A long time ago, I saw this woodcut print in one of my college text books. I guess, the book was about modern art. The book said, this German artist Käthe Kollwitz made the woodcut and titled it The Mothers(Die Mütter). The image was so impressive and has been engraved on my mind ever since. Two years ago, I had a chance to visit Berlin. And I found there is the Käthe Kollwitz Museum. I was so excited to visit the museum. And guess what, there I could see The Mother sin person, and I could even purchase a copy of it. Here I brought it today. At the museum, I also got to know the story behind this work. This is a part of Kollwitz’s woodcut series called War (Krieg). She began carving it in 1919 in the aftermath of World War I. During the war, she lost her younger son Peter who joined the army and lost his life in a battle. Out of grief, she created this series as her artistic response to the pain and suffering she had to endure.
Indeed, The Mothers conveys quite heavy emotions and messages. If you look at this image, you can see the mothers basically huddling together. Their arms are bound around themselves and their bodies linked. They’re doing it to keep their children safe in their embrace. But these mothers look neither strong nor heroic. Look at their watchful eyes full of fear. You can feel their anxiety and tension. And they look quite different from the ideal image of the mother in classic paintings like the Madonna and Child. But their tough hands and protective bodily gestures do represent something special.
During the war, nations with power send people to battlefields to kill their enemies and conquer their lands. But mothers, out of their compassionate love, make safe space within themselves to keep one another. And they patiently nurture life and endure the turbulent days. After the war, people came to realize that these seemingly helpless mothers are the ones who actually grow hopes for the future from the ruins of war and give life back into the war-torn world. It is the compassionate love that paves the way of life, the true way of changing the world.This image of The Motherstells me this simple truth whenever I look at it.
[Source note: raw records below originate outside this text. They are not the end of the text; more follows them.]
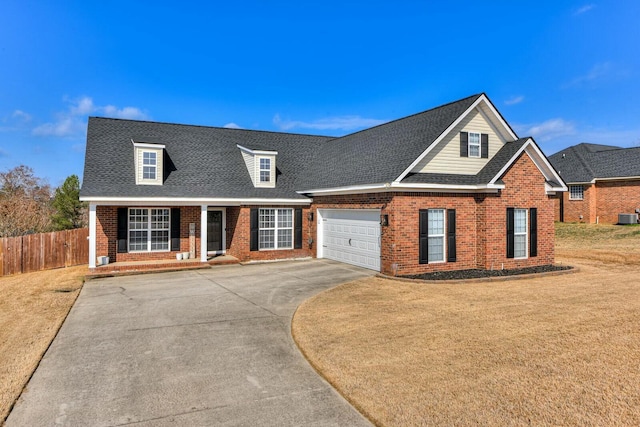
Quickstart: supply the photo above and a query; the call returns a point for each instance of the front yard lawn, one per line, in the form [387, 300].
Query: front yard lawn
[32, 308]
[559, 350]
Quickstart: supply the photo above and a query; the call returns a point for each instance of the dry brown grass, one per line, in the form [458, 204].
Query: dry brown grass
[558, 350]
[32, 308]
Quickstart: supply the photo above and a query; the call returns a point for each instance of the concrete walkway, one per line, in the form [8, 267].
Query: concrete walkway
[202, 347]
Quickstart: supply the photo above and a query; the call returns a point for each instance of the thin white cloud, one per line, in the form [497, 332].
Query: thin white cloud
[596, 72]
[345, 123]
[514, 100]
[547, 130]
[72, 122]
[21, 116]
[584, 9]
[231, 125]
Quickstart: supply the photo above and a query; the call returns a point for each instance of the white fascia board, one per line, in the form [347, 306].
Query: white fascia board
[185, 201]
[148, 145]
[398, 186]
[538, 159]
[618, 178]
[448, 188]
[440, 138]
[351, 189]
[257, 152]
[481, 99]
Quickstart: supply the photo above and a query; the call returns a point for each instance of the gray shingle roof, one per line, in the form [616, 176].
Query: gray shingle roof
[585, 162]
[201, 161]
[204, 162]
[380, 154]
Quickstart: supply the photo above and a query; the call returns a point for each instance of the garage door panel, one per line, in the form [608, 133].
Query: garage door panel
[352, 236]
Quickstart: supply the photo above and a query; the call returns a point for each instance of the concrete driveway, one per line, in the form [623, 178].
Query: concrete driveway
[202, 347]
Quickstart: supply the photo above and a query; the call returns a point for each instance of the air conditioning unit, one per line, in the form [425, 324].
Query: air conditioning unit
[627, 218]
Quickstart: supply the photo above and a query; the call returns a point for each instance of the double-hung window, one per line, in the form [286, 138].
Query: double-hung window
[519, 233]
[149, 165]
[576, 192]
[265, 169]
[436, 235]
[474, 144]
[275, 228]
[149, 229]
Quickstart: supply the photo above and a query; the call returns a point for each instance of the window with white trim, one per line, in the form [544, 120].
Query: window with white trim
[275, 228]
[265, 169]
[149, 164]
[149, 229]
[474, 144]
[576, 192]
[519, 233]
[436, 235]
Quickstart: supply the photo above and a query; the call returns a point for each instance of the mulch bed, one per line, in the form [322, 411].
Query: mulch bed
[479, 274]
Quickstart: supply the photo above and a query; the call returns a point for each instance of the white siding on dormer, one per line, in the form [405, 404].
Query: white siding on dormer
[445, 157]
[159, 165]
[249, 160]
[272, 176]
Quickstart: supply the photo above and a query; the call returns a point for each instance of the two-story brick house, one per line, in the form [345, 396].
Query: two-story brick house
[450, 188]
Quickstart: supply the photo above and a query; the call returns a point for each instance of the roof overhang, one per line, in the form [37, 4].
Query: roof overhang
[190, 201]
[487, 109]
[155, 145]
[542, 163]
[257, 152]
[400, 187]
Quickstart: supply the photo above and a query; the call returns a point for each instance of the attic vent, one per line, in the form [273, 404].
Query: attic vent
[627, 218]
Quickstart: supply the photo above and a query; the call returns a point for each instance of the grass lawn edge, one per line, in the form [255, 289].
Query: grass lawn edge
[317, 369]
[41, 356]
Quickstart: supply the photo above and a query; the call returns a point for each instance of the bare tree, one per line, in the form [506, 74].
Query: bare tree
[25, 203]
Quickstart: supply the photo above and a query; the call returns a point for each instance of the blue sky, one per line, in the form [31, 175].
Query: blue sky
[563, 72]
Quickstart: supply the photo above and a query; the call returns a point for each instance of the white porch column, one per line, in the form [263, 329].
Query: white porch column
[203, 233]
[92, 235]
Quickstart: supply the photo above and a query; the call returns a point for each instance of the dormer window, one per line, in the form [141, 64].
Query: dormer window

Today’s Psalm and Gospel readings give us one of the most distinctive images of God—yes, God as the good shepherd. And let me tell you this today: this image reveals us God’s maternal side. Like the mothers who endure hardships for their children, shepherds face dangers and challenges with sheep at the closest distance. In Jesus’ days, “Shepherds spent most of their time outside watching over the herd, no matter what the weather. They often slept near their flock to protect it from robbers or wild animals.” And they had to trudge through the rocky hills and wilderness with the sheep in search of a patch of grass. The real life of a shepherd was never like the ideal images of the good shepherd portrayed in some church paintings and stained glasses. And the Bible tells us, like a good shepherd, our God of love cares for us, sacrifices for us, gives life to us, and nurture us. In short, as the good shepherd, God is mothering us.
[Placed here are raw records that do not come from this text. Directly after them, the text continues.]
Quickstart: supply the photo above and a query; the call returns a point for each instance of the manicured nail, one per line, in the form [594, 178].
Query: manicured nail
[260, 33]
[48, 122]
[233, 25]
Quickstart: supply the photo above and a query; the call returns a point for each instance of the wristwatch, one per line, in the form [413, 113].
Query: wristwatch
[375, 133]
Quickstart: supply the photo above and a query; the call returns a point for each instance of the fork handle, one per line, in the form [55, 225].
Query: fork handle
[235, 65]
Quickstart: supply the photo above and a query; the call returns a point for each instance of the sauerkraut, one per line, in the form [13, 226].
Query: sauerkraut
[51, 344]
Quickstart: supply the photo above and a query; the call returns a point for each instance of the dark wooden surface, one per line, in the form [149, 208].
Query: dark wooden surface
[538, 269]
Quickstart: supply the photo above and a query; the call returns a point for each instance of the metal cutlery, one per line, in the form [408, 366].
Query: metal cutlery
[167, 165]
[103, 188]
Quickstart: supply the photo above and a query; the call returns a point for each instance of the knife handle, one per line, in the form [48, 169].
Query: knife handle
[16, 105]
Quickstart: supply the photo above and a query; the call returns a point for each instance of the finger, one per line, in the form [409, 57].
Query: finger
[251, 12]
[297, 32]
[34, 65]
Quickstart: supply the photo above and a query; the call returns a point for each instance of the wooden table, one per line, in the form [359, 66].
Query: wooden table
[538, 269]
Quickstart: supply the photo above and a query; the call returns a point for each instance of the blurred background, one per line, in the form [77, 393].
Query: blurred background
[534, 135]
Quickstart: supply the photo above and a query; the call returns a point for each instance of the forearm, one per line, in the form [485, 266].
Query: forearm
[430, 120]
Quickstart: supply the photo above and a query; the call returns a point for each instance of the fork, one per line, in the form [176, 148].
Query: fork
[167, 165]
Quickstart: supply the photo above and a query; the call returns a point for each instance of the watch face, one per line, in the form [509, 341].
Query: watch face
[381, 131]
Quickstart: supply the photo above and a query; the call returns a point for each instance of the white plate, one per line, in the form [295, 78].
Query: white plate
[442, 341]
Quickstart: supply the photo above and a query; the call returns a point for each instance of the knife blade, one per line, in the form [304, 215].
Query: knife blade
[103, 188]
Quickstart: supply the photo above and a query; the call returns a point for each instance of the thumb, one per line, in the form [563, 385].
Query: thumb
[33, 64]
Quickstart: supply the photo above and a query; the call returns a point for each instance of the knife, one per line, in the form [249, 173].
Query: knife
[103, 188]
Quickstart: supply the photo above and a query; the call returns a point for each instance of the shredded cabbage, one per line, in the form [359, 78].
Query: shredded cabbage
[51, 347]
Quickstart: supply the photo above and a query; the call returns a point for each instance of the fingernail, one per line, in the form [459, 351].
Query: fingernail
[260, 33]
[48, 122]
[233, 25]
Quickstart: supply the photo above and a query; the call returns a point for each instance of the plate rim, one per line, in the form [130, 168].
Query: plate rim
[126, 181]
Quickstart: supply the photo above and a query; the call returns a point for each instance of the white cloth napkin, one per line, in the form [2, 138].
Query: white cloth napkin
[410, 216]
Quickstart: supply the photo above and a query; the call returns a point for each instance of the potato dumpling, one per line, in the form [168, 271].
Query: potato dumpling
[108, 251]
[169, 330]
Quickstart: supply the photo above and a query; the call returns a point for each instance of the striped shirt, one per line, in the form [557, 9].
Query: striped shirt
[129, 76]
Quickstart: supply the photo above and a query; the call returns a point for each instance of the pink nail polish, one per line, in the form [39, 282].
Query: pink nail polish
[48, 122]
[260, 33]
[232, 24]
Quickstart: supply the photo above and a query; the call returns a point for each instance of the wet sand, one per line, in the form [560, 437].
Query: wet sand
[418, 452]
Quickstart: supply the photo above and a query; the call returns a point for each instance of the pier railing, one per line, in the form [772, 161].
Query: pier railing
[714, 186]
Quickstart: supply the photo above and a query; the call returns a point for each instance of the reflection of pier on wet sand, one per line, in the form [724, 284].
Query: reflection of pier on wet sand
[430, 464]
I think we can clearly see this motherhood of God in Jesus Christ. While Jesus was in the world, people didn’t understand who Jesus truly was. Their main concern was about whether he was the Messiah who can defeat their enemies and restore their glorious days with his mighty divine power. In today’s Gospel story, the Jews gather around him and ask, “How long will you keep us in suspense? If you are the Messiah, tell us plainly” (John 10:24). But Jesus answers them, “You may want me to change the world upside down into an ideal place once and for all. But that’s not my job. I’m the good shepherd. I’m here to mother my sheep, give them eternal life and keep them safe so that no one can snatch them out of my hand” (John 10:28). After Jesus sacrificed himself on the cross and resurrected, people came to realize that the humble Jesus is the one who actually overcomes the world with love and grows life with grace even out of death. It is his compassionate love that paves the way of life, the true way of changing the world. Jesus’ cross and empty tomb tell us this simple truth whenever we reflect on them.
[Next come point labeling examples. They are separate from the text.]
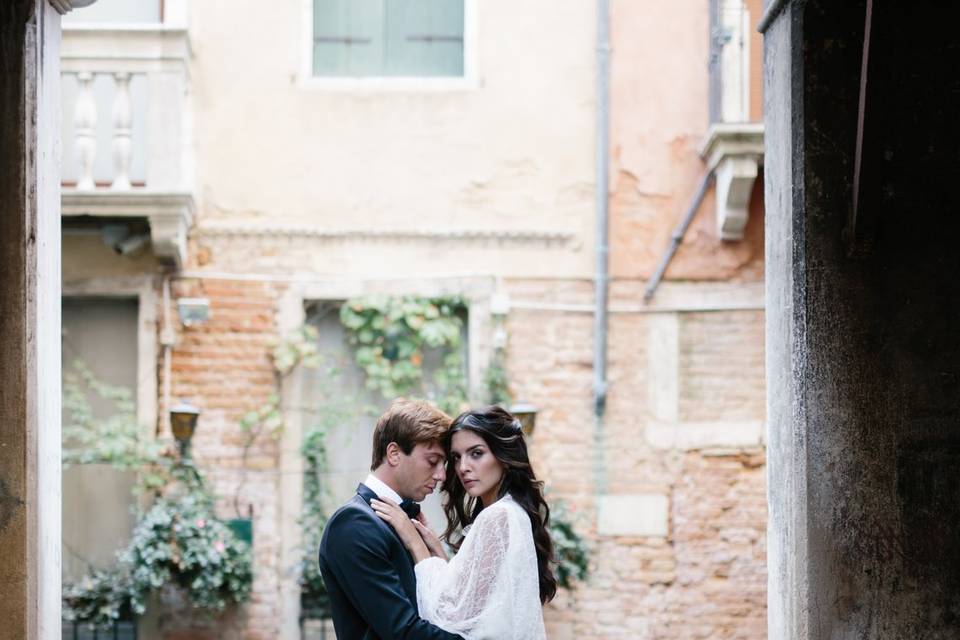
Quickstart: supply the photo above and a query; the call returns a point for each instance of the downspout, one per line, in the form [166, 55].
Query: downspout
[167, 340]
[602, 277]
[676, 238]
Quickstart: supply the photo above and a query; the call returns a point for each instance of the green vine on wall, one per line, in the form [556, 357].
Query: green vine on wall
[177, 539]
[393, 336]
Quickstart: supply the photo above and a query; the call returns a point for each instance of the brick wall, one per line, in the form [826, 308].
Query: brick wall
[704, 579]
[223, 367]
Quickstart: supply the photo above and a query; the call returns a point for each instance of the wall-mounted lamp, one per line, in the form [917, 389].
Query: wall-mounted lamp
[183, 422]
[527, 415]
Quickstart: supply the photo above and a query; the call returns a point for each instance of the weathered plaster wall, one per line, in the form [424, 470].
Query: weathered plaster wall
[512, 153]
[659, 117]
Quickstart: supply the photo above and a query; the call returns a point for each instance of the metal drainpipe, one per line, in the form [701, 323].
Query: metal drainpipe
[602, 241]
[167, 340]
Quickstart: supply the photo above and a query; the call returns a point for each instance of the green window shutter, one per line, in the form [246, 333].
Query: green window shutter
[424, 38]
[348, 37]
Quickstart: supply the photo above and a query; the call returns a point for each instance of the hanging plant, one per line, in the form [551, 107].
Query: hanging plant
[177, 540]
[392, 337]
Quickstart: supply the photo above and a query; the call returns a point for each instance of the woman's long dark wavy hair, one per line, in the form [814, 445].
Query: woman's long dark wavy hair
[502, 433]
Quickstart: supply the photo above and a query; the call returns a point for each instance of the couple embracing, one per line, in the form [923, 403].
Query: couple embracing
[387, 573]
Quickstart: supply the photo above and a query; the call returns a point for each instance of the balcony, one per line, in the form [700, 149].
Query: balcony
[733, 146]
[126, 129]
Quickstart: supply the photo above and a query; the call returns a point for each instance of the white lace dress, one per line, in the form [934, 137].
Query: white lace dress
[490, 590]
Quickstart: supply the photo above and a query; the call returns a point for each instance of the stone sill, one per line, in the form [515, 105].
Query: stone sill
[734, 152]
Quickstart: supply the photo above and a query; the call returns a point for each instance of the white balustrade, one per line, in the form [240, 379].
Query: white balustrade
[122, 131]
[125, 106]
[126, 125]
[85, 123]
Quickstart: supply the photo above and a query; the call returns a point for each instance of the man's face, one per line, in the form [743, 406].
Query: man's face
[419, 473]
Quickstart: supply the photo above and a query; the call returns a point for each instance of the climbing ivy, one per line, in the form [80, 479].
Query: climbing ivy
[392, 337]
[177, 539]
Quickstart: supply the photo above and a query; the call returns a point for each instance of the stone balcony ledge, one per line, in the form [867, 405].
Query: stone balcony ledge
[734, 152]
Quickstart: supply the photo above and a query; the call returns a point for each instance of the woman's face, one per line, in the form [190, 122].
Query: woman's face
[477, 468]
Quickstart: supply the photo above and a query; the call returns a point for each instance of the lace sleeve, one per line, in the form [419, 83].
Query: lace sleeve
[456, 595]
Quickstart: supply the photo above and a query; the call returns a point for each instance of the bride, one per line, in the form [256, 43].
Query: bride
[495, 585]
Today we are celebrating Mother’s Day, and also, the Good Shepherd Sunday. In the Mothers and in Jesus Christ, our good shepherd, we see God at work our midst. The mothering God always keeps us safe in God’s embrace and huddles together with us against any harms in the world. And God as the good shepherd always walks besides us and guides us even through the darkest valley of life. This motherhood of God is very special. It tells us, God’s way of giving new life and renewing this broken world is not a way of power and control. But it is a way of compassionate love. This way of motherhood seems weak and humble, but we know, it is the only way, the true way to flourish life in this world and build the kingdom of heaven on earth.
Faithful friends in Christ, as disciples of Jesus Christ, today I hope we commit ourselves to expanding God’s motherhood in this world. How? I think we all can be the channels of God’s compassionate love and find our ways to grow and nurture life. Out of God’s compassionate love within us, we may take care of the brokenhearted and the wounded. We may huddle together with the least and embrace the lost. We may help one another to grow hope even in the valley of despair. We may accept one another unconditionally to make this church a place of healing and renewal. We may encourage one another to cultivate our kind spirit in us. We may serve one another to ground a kingdom of heaven among us. And above all, we may hold one another to be faithful in Jesus, the good shepherd. In doing so, I surely believe, we will know once again, it is only God’s compassionate love working in our hearts that paves the way of life, the true way of changing the broken world. Amen.